Attacks are bound to X (side attack) and Z (spin attack), and with so many vehicles on the track they play quite a significant part - a carefully measured side attack can actually send a rival right off the track and into the zero points bracket for that race - so it's a good thing the handling is spot on, allowing you to leave driving to your reactions and strategise a little. As long as you don't take an unexpected leap and have to contend with steering back towards terra firma - floating and diving aren't as pronounced as they were in F-Zero X, but they can still prove vital.

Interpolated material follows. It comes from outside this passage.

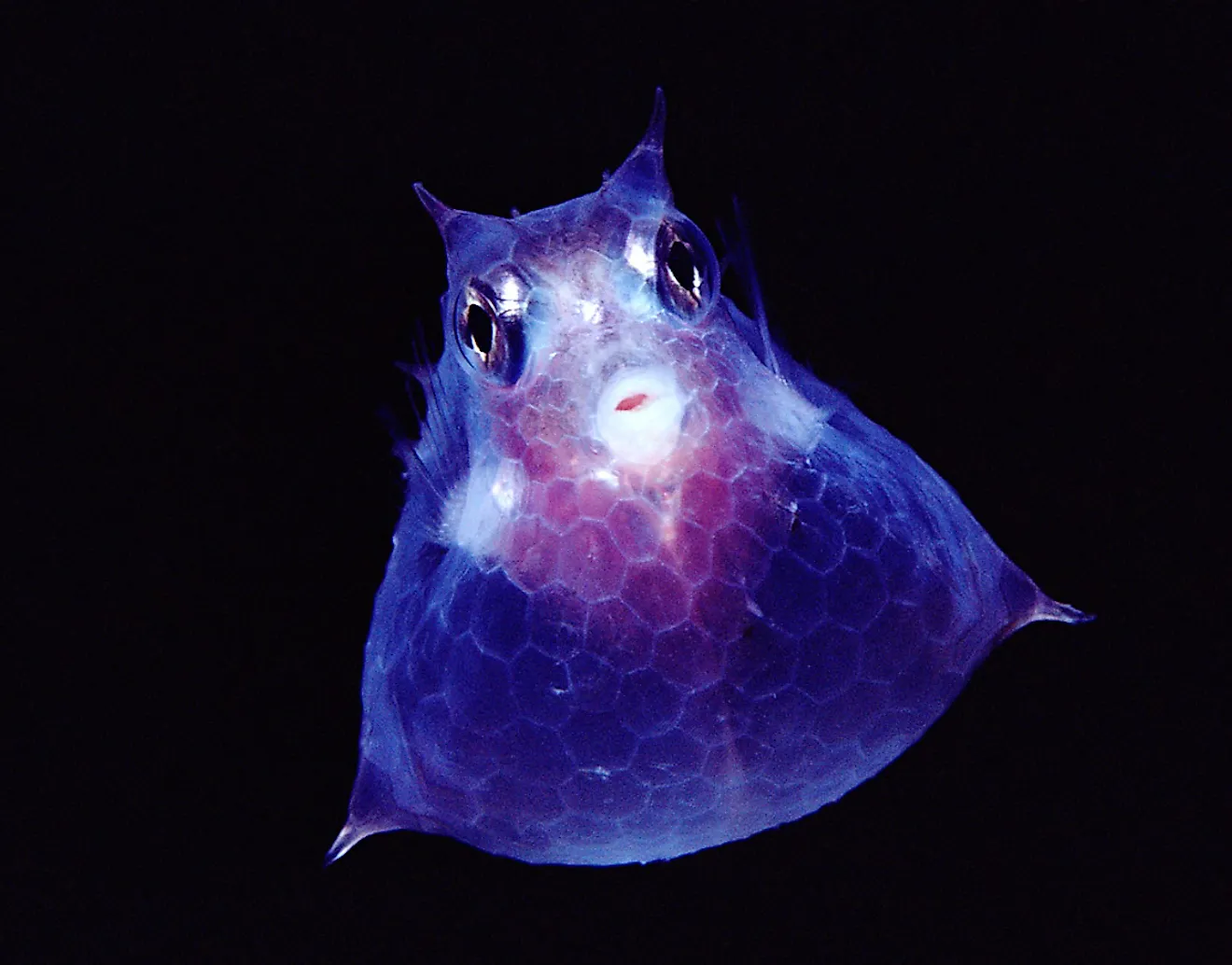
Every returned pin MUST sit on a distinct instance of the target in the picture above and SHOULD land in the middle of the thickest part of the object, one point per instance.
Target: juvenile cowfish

In short then, F-Zero GX handles just as you would expect, with racers turning sharply (or at least as sharply as your own custom stats dictate), rendering the negotiation of right-angled turns and the avoidance of drag strips tricky but fair. It's not too different, and it's not too much the same. It definitely requires relearning, which is the important thing.
Gone in 60 milliseconds
We have a feeling that few will argue that F-Zero GX is tremendous fun, and it's the sort of game that the GameCube desperately needs. Sega's Amusement Vision chaps really knows what it's doing with this series, which retains its incredible sense of speed and feverish excitement. F-Zero X or even just plain old F-Zero fans will embrace the familiar feel and distinctive new challenges, and we honestly can't find much to fault it for after 15 hours' play. That's not to say we won't turn up some issues when we can read the text and work out more of what's going on, but at this stage it's on a collision course with brilliance at 2000kph.
We just can't wait for the US version so we can really appreciate it.